(This is the third of a series of posts following Tyla
Tharp’s book The Creative Habit.
All the previous posts are collected in the Summer Blog Project category.)
#3 Face Your Fears. She lists hers in the book and goes on to debunk each one in turn.
I will list mine, but I am not as confident about the debunking part as Ms. Tharp. After all, I am no Tyla Tharp, internationally known choreographer. I am a little known local artist.
Here are my fears:
1. That I have no talent and I have no business calling myself an artist. Even I know that this is ridiculous. I may not be a world busting talent, but I am good and professional. I have just as much of a right to be an artist as anybody else, and more than some.
2. That I will not be able to communicate what I am trying to express through my work, that I will fail to connect. I will be the only person who knows it then, and I can always take another stab at it.
3. That what I make will be a failure, despite my best effort. So? It is no reason not to go ahead and do it anyway. Nothing is perfect and the most interesting things often come about by accident.
4. That no one will care. Well, that’s actually true. No one but me will care if I do this or not. And since I care, I may as well do it.
5. That no one will like my work. A whole bunch of people won’t like it, but some will. It is worth doing it for them. If I was only doing this to please myself, I would not feel the need to get it out there. I feel the need to share my work with others, because it is my deepest, truest, best self. So I keep putting it out there regardless of rejection.
6. Fear of talking to strangers. A silly fear, with nothing to do with creativity, but it remains my biggest handicap.I am not a very verbal person, and I am shy. I am always afraid to talk to people I don’t know well. I doubt I will ever get over this, and it doesn’t get easier with practice.

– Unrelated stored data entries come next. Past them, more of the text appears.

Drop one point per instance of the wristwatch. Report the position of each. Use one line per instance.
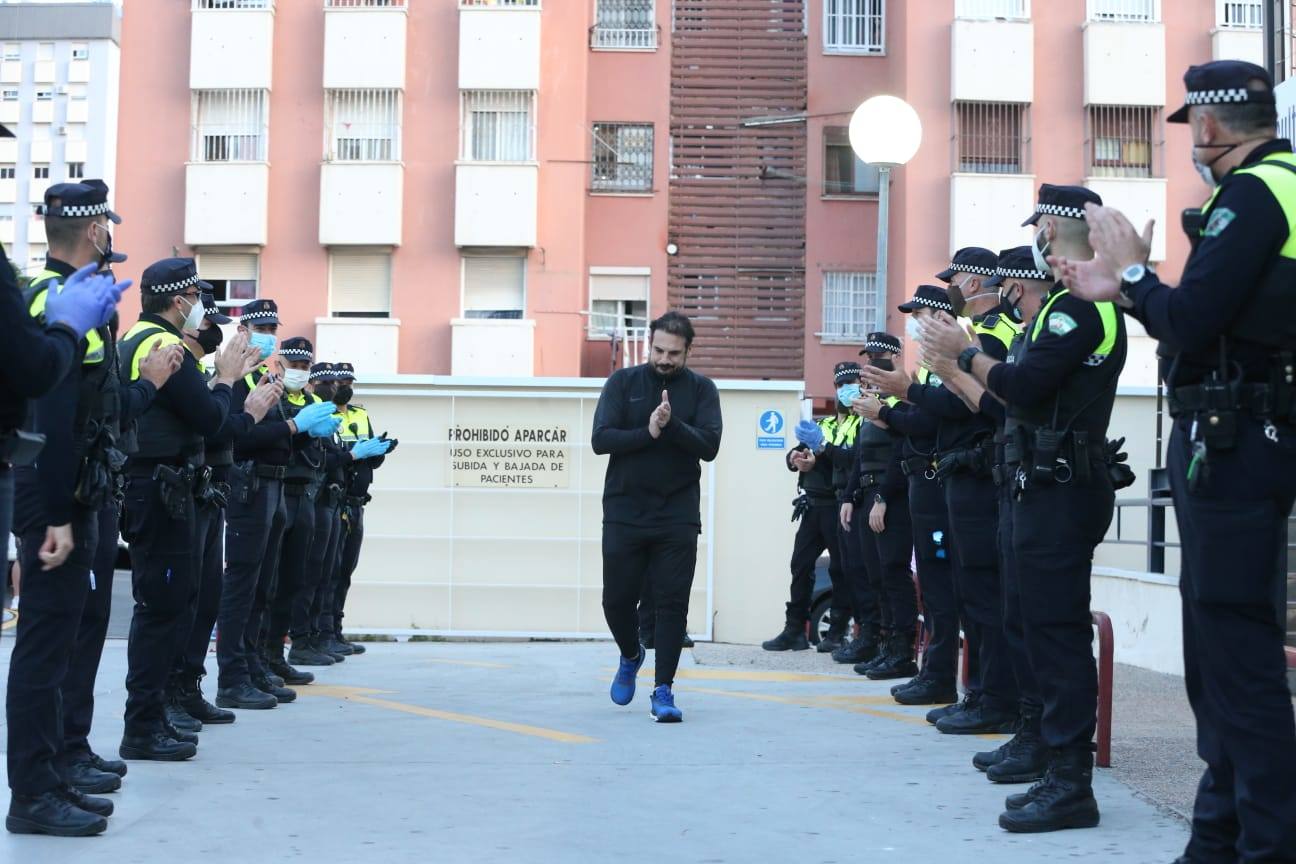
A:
(966, 358)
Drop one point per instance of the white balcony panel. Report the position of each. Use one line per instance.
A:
(988, 209)
(371, 345)
(493, 347)
(499, 48)
(1139, 198)
(364, 48)
(1230, 43)
(231, 48)
(495, 205)
(360, 204)
(224, 204)
(1124, 64)
(993, 61)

#4 Give Me One Week Without.
This has to do with dealing with distractions, like the phone, clocks or the internet. She makes a list of things she will ignore for a week in order to sharpen her focus on creativity.
I am starting an internet surfing hiatus. I can’t go randomly looking at things , which is the biggest time waster ever invented as far as I am concerned. I love to type in any random thing that comes to mind and follow where it leads me. I will keep up with my own blog for the purpose of this project, but I will not go off reading any of my favorite blogs. And no internet forums either.
She suggests avoiding Numbers, on clocks, scales, bills, dials, meters. Any form of counting to give the left side of your brain which is the counting side a rest, which will let the right side, the more intuitive side, come to fore. I think I will be good at this one. I am kind of like that anyway.
Another suggestion is avoiding background music. I don’t like background music when I am working. I listen to music, and often stop what I am doing while it is on. I can’t work with music because it grabs my focus. Music is based on repeating patterns and is full of colors. I can only listen to music when I am doing something fairly mindless that I don’t need to pay close attention to.
What I do instead is listen to NPR. I can ignore speaking in a way that I can never ignore music. I turn on NPR and let it drone on in the background while I work. Sometimes, things catch my attention, but mostly I use it to make a kind of white noise.
So I will give up NPR for a week as well.
Books. I love to read. Although it gives me many ideas, it is also my biggest distraction. No books, other than this one I am following, for a whole week. This will be the absolute hardest thing for me. I may die.
Tharp compares this pact with yourself to abstain from your distractions a ritual sacrifice to the gods. Instead of goats or sheep, the sacrifice is distractions.